Мальчик нахмурился. Неприятно сознавать собственную глупость. Однако он сдержал свои чувства и решил отныне быть терпеливым и послушным, чтобы Огион в конце концов согласился научить его хоть чему-нибудь. Он жаждал знаний, жаждал обрести могущество! Порой, однако, ему начинало казаться, что он мог бы узнать куда больше у любого травника или деревенского колдуна, и, по мере того как они с Огионом все дальше и дальше уходили на запад, в дикие леса, расположенные за Уиссом, Гед все больше дивился, отчего Огиона считают таким уж великим чудодеем. Ведь когда шел дождь, Огион даже не пытался произнести заклятие, известное любому предсказателю погоды, и послать тучу в другую сторону. В странах, где колдуны встречаются буквально на каждом шагу, – а таковы, например, Гонт или Энлад, – можно видеть, как грозовое облако порой прямо-таки слоняется по небу с места на место из-за того, чье заклятие оказалось сильнее, пока наконец не разражается ливнем над морем, где дождь может спокойно идти себе сколько угодно. Но Огион позволял дождю пролиться именно там, где собирались тучи. Он просто находил ель погуще и укладывался под ней на ночлег. Геду тоже ничего не оставалось, как свернуться калачиком среди веток, с которых капала вода, и, промокнув насквозь, мрачно удивляться, что за польза в необычайном могуществе Огиона, если какая-то там «высшая мудрость» не позволяет ему этим могуществом воспользоваться; он порой даже жалел, что не пошел в ученики к старому предсказателю погоды из Северной Долины; там он, по крайней мере, спал бы в сухом месте. Вслух он, разумеется, ничего этого не говорил. Ни единого слова не произнес. А Учитель его, улыбнувшись, засыпал под проливным дождем.
Приближалось зимнее солнцестояние, и в горах начались первые обильные снегопады. К этому времени Гед с Огионом добрались наконец до Ре Альби. Этот город был расположен почти у голых скал на вершине Гонта, высоко, у самого Большого Перевала. Ре Альби и значило «гнездо ястреба». Отсюда видно было далеко вокруг, не только залив и башни Главного порта острова, но и корабли, проплывающие между Сторожевыми Утесами, а еще дальше, на западе, можно было различить голубые горы Оранеи, самого дальнего из островов Внутреннего моря.

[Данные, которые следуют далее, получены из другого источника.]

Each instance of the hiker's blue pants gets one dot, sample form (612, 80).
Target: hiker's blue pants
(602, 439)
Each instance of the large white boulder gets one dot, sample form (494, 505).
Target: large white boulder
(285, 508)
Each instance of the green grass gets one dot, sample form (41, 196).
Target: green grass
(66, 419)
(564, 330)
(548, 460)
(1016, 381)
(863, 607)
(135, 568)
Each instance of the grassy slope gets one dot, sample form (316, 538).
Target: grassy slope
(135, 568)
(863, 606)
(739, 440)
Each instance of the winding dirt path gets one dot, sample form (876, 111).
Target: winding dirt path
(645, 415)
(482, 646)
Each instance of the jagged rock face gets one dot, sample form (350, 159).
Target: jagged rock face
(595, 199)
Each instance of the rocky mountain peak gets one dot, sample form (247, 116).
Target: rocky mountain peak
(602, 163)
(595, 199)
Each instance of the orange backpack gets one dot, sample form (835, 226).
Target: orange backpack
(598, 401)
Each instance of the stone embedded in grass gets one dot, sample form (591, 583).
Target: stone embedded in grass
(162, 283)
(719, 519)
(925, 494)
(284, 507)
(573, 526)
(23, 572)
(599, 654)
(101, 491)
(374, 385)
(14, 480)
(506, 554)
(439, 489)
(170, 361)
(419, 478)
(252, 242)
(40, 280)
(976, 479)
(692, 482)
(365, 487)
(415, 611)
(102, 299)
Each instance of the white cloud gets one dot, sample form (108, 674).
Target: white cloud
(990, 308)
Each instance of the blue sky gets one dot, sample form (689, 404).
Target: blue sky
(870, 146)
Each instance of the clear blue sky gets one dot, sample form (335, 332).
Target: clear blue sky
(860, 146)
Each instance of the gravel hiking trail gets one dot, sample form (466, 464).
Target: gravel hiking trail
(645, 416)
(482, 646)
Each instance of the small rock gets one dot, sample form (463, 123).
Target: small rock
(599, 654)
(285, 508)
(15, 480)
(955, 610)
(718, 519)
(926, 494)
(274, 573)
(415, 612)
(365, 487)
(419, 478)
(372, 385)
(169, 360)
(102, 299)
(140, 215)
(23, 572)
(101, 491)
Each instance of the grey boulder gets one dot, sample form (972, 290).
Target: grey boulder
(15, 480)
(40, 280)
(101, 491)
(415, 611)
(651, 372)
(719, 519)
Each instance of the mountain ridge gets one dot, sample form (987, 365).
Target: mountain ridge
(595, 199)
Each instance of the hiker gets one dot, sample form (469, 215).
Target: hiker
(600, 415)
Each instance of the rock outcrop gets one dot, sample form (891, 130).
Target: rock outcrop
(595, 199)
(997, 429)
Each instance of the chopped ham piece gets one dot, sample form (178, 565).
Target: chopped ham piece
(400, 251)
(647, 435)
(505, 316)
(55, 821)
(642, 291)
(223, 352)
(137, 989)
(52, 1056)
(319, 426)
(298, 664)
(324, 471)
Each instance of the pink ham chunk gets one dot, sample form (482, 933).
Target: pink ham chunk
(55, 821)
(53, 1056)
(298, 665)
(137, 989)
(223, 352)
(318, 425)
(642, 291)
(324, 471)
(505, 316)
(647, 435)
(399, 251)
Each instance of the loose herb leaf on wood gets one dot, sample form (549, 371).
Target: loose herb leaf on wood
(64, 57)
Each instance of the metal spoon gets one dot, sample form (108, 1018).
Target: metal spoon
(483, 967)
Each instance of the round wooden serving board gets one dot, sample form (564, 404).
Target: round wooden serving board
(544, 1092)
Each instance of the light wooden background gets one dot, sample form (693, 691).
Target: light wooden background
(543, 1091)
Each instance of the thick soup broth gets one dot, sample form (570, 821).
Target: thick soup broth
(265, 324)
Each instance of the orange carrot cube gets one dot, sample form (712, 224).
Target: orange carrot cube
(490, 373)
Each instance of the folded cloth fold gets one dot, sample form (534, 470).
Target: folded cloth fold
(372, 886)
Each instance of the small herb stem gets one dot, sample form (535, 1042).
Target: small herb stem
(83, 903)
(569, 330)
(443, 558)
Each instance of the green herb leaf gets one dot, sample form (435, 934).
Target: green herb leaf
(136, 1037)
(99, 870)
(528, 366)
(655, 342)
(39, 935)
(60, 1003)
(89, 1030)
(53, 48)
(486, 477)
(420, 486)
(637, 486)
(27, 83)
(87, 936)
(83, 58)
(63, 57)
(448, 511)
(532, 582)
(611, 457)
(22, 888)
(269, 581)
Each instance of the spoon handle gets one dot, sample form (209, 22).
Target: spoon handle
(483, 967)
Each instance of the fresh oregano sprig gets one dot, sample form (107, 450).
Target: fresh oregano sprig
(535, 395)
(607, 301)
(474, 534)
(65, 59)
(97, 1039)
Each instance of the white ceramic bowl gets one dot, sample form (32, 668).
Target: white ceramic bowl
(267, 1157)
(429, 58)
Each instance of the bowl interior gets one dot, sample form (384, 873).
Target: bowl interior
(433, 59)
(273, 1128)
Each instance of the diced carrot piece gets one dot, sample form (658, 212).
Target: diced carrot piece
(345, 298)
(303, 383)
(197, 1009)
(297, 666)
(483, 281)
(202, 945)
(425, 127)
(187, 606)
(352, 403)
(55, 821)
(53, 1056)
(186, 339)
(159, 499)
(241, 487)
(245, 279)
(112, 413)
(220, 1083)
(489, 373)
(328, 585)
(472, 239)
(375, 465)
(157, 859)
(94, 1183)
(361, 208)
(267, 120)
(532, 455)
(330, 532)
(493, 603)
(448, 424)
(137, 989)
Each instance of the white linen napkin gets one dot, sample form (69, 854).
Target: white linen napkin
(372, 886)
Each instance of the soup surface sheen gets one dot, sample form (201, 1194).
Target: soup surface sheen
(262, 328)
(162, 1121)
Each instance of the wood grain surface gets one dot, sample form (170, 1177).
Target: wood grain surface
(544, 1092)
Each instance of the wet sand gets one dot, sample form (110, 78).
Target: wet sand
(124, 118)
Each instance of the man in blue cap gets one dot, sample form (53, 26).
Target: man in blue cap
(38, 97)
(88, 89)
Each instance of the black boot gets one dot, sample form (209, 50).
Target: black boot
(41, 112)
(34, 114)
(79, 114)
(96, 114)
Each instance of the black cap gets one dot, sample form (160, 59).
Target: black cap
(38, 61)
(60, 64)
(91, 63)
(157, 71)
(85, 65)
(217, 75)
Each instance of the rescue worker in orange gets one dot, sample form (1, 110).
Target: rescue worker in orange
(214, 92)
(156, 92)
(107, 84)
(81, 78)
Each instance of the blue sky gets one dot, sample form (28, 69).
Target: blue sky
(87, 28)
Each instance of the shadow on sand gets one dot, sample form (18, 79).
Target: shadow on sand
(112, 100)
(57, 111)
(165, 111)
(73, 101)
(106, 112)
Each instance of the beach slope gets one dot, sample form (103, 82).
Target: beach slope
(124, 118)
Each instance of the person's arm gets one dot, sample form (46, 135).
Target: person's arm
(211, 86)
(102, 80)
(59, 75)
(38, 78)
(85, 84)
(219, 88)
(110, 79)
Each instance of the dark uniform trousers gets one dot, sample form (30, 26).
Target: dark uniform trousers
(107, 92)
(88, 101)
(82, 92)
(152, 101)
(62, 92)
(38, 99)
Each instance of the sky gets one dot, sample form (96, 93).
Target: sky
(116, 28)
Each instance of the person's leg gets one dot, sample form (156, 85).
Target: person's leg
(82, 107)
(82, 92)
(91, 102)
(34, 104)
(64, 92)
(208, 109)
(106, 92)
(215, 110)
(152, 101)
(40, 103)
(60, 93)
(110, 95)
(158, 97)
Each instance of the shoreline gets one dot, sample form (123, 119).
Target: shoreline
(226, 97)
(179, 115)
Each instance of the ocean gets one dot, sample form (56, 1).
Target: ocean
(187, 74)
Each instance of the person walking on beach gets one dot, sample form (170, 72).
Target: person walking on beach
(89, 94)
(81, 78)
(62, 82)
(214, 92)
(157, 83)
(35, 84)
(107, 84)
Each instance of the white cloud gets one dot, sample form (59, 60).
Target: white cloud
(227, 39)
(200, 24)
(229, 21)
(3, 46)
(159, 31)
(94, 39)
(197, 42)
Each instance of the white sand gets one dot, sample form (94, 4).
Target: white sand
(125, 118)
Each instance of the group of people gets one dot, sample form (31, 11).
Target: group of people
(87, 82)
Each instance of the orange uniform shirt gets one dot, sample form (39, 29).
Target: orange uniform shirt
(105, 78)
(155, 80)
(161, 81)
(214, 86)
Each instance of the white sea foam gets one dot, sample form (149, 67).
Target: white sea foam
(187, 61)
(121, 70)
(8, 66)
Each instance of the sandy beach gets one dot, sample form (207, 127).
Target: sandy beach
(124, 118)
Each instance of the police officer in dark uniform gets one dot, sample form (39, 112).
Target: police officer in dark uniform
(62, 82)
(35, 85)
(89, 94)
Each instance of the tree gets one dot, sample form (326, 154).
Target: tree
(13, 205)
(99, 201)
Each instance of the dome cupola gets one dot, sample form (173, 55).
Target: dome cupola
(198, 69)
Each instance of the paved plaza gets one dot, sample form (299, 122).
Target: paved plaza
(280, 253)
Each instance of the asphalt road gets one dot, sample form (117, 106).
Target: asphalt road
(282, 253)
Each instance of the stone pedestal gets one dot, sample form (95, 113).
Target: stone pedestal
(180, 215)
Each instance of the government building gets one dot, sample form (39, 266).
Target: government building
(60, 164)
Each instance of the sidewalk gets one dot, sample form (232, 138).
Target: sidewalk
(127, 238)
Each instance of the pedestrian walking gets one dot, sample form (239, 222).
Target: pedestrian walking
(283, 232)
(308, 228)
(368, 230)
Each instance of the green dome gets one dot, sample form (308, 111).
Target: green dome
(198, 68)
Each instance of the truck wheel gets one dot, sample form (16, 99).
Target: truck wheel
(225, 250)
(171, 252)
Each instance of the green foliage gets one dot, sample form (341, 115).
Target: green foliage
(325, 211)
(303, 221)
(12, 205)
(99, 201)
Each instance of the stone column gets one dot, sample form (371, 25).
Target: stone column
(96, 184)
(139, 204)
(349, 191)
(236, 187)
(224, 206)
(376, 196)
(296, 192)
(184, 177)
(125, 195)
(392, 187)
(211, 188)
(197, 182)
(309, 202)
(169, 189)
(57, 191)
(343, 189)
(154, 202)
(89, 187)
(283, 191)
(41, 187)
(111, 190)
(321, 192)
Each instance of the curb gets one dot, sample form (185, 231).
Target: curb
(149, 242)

Дом волшебника хотя и был достаточно просторным и прочным, сложенным из бревен, с настоящим очагом и каменным камином, а не какой-то ямой в земляном полу, все же очень походил на хижины в Десяти Ольховинах: в нем была одна-единственная жилая комната, к которой был пристроен хлев для коз. У западной стены имелось некое подобие алькова, где спал Гед. Над его жесткой постелью было окно, выходящее на море, но большую часть времени ставни приходилось держать закрытыми из-за свирепых северо-западных ветров, которые дули всю зиму. В теплом сумраке этого дома провел Гед долгие месяцы, слушая, как снаружи хлещет дождь, или завывает ветер, или тихо-тихо падает густой снег; он изучал знаменитые Шестьсот Ардических Рун и был очень доволен этим, ибо лишь знание рун дает настоящее владение мастерством волшебника, без них заучивание наизусть заклинаний и заговоров – пустая трата времени. Ардический язык, распространенный на Архипелаге, обладал теперь не большей магической силой, чем все остальные современные языки, но корнями своими он уходил в Истинную Речь, где все существа и предметы были названы своими подлинными именами. Понимание Истинной Речи и начинается с изучения рун, созданных еще в те времена, когда острова Земноморья только поднимались из глубин океана.
И все-таки по-прежнему не происходило вокруг ничего чудесного или колдовского. Всю зиму – только тяжелые страницы Книги Рун, стук дождя по крыше, падающий за окном снег; Огион, вдоволь набродившись по обледенелым склонам и заснеженным лесам или навозившись в сарае, где обитали его козы, входил в дом, стучал башмаками, сбивая снег, и до вечера сидел в тишине у камина. Долгое, сторожкое молчание волшебника как бы заполняло собой комнату, все пространство вокруг и внутри Геда, и порой ему казалось, что он совсем забыл, как звучат обыкновенные слова; поэтому, когда Огион наконец говорил что-нибудь, это выглядело так, словно именно он впервые изобрел человеческую речь. Хотя слова его были самыми обыкновенными и обозначали очень простые вещи – хлеб, воду, погоду, сон.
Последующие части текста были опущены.